Like Hugh Jackman’s Robert Angier in The Prestige, murdering himself again and again every night, the death of their doppelgängers seems to have exacted some incalculable, soul-rending price from these people. The bacchanal of group sex, substance abuse, and dreamlike violence the crew embarks on is fueled by the awareness that whatever atrocities they might commit, they can always buy their way out. Cronenberg has a taste for extreme imagery — early in the film (in the NC-17 cut, at least, though the version heading to theaters is R-rated), there’s a close-up of an ejaculating penis that’s mirrored later by a close-up stabbing that’s just as oozy with bodily fluids. Rather than frame these sights as provocative, he presents them with an impassivity that makes them more disturbing. The film’s woozy spectacles do eventually become numbing, as does Goth’s turn as the yowling ringleader, but that’s all in line with the experience. It wouldn’t be a real vacation if you weren’t ready for things to end at least a day before you’re scheduled to leave.

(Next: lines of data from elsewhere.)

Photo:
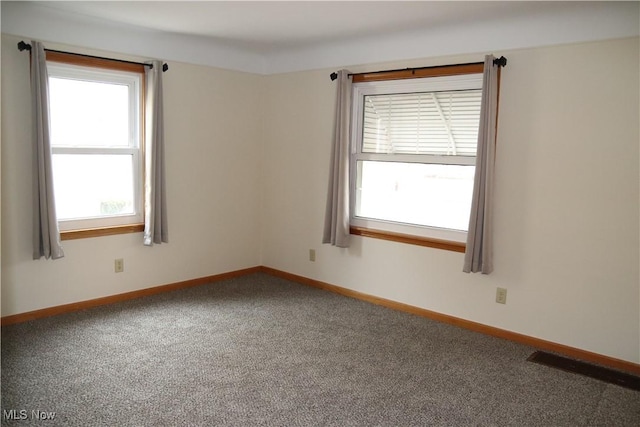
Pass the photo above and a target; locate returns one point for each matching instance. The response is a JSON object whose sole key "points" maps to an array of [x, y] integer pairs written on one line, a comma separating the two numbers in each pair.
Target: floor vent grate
{"points": [[583, 368]]}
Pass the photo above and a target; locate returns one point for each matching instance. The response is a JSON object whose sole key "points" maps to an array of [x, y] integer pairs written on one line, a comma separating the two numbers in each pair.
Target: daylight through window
{"points": [[95, 138], [414, 154]]}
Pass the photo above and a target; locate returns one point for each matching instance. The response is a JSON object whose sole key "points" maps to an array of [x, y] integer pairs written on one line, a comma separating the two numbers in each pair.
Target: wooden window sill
{"points": [[101, 231], [406, 238]]}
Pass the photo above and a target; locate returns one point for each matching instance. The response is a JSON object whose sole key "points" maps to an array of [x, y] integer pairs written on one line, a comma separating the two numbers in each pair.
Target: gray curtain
{"points": [[479, 252], [46, 233], [336, 221], [155, 209]]}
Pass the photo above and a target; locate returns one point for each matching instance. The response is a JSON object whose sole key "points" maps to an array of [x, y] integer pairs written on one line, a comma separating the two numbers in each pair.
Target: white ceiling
{"points": [[267, 36], [264, 26]]}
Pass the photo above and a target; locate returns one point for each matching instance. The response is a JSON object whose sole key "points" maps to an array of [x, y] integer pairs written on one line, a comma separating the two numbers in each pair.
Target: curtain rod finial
{"points": [[22, 46], [500, 62]]}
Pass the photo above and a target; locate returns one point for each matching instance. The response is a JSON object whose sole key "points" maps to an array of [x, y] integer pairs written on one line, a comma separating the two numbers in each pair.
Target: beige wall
{"points": [[248, 162], [566, 211], [212, 125]]}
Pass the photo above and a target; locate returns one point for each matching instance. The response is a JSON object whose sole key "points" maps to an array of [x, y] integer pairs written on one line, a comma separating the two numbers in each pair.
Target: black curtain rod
{"points": [[25, 46], [500, 62]]}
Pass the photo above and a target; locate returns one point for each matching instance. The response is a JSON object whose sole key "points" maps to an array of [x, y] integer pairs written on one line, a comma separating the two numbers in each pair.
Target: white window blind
{"points": [[435, 123]]}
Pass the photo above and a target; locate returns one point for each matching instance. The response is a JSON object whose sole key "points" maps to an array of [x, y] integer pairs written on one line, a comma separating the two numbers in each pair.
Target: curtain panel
{"points": [[336, 223], [155, 211], [479, 252], [46, 233]]}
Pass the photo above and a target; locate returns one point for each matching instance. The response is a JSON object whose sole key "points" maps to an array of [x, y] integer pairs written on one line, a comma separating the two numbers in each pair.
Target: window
{"points": [[413, 155], [96, 138]]}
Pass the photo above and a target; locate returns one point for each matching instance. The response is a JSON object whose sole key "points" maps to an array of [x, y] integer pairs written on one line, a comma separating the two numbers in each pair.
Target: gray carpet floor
{"points": [[259, 350]]}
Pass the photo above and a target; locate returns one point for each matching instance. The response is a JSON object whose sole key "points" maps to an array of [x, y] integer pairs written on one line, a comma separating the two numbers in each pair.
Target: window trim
{"points": [[371, 228], [134, 225]]}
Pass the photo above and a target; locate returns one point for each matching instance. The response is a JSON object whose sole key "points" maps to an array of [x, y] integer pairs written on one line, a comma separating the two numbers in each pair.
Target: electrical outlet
{"points": [[501, 295]]}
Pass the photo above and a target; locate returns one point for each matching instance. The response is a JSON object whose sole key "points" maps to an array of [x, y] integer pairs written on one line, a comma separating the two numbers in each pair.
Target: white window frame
{"points": [[134, 82], [426, 84]]}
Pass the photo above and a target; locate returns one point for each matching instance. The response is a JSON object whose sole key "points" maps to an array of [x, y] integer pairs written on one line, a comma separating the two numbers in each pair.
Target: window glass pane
{"points": [[85, 113], [437, 123], [415, 193], [89, 186]]}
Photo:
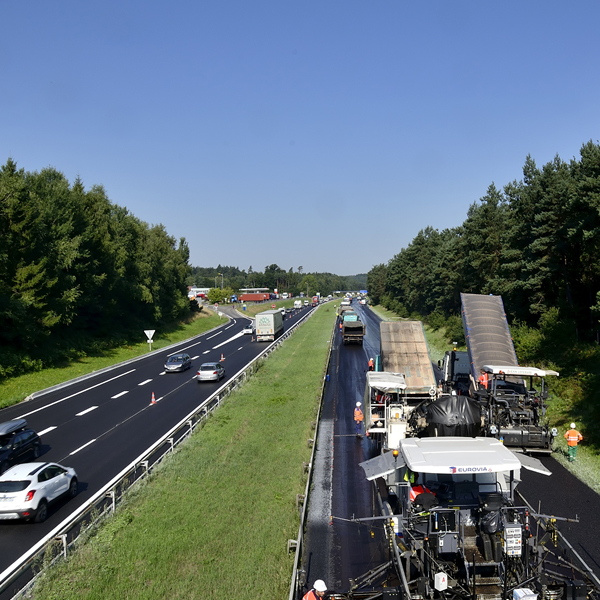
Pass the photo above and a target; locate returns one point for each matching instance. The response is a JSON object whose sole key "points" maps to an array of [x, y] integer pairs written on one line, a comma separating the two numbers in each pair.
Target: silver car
{"points": [[26, 490], [210, 372]]}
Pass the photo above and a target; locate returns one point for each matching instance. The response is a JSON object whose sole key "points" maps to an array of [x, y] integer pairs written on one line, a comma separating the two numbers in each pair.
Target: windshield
{"points": [[14, 486]]}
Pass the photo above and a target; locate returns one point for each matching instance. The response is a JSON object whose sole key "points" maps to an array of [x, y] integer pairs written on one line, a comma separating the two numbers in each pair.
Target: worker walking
{"points": [[318, 590], [358, 419], [573, 437]]}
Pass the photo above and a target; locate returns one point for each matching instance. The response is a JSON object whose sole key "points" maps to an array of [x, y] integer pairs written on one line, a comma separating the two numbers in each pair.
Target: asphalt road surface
{"points": [[100, 425], [337, 550]]}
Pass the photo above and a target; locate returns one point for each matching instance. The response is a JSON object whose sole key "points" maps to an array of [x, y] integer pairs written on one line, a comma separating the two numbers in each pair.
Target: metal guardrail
{"points": [[298, 543], [23, 573]]}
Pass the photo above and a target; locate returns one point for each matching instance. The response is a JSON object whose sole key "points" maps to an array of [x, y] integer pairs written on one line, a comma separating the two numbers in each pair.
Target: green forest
{"points": [[535, 242], [80, 274]]}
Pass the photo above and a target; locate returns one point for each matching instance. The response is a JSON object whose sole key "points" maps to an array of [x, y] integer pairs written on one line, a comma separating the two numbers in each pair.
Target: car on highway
{"points": [[178, 362], [27, 490], [18, 443], [210, 372]]}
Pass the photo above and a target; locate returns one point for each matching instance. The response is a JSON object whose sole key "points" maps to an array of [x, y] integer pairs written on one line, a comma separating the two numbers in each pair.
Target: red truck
{"points": [[252, 297]]}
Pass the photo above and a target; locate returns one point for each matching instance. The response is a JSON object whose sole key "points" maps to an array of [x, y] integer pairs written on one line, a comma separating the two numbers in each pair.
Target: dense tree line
{"points": [[75, 267], [274, 277], [536, 242]]}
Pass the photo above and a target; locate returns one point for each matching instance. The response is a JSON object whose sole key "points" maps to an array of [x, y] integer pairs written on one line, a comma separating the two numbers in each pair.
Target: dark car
{"points": [[18, 443], [178, 362]]}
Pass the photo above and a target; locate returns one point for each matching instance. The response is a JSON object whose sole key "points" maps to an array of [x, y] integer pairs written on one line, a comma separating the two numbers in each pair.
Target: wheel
{"points": [[73, 488], [42, 512]]}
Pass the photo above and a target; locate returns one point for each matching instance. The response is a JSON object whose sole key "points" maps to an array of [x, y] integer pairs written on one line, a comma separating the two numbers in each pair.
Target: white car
{"points": [[26, 490]]}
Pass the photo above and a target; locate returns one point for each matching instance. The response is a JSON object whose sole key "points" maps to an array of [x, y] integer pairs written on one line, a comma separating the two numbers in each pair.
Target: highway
{"points": [[100, 425], [337, 550]]}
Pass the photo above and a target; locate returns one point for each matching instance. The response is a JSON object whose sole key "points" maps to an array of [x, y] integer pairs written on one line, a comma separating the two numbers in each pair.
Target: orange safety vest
{"points": [[483, 379], [573, 436], [416, 490]]}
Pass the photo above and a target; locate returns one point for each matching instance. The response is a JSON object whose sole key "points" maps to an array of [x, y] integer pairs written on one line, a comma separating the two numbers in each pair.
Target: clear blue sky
{"points": [[318, 133]]}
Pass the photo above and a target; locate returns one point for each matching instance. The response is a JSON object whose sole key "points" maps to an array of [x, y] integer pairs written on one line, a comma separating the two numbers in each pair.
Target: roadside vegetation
{"points": [[17, 388], [214, 521]]}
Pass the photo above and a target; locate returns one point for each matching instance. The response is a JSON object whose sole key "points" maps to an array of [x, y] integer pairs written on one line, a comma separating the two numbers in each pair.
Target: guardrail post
{"points": [[63, 539]]}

In addition to being a film about soulless jet-setters as a new form of walking dead, grounded in and caring about nothing, Infinity Pool is a phantasmagoric ode to the sensation of staying too long at the party. Though surely not intentionally, it feels like it signals an end to the era of getaway cinema that was ushered in by COVID out of necessity as much as of desire. Sending characters off to country houses or Mediterranean islands or beaches that make you old has been convenient for pandemic production as well as for responding to a widely felt desire to get away from the confines of our curtailed existences. Infinity Pool, much of which was shot in a hotel in Šibenik on the Dalmatian coast, is part of that recent tradition. And yet, after watching James try to get his mojo back through an increasingly surreal and sadistic odyssey through the fictitious Li Tolqa countryside, accommodated by workers and locals who have no other option, you’re left with nothing more than the feeling that maybe it really is time to go home.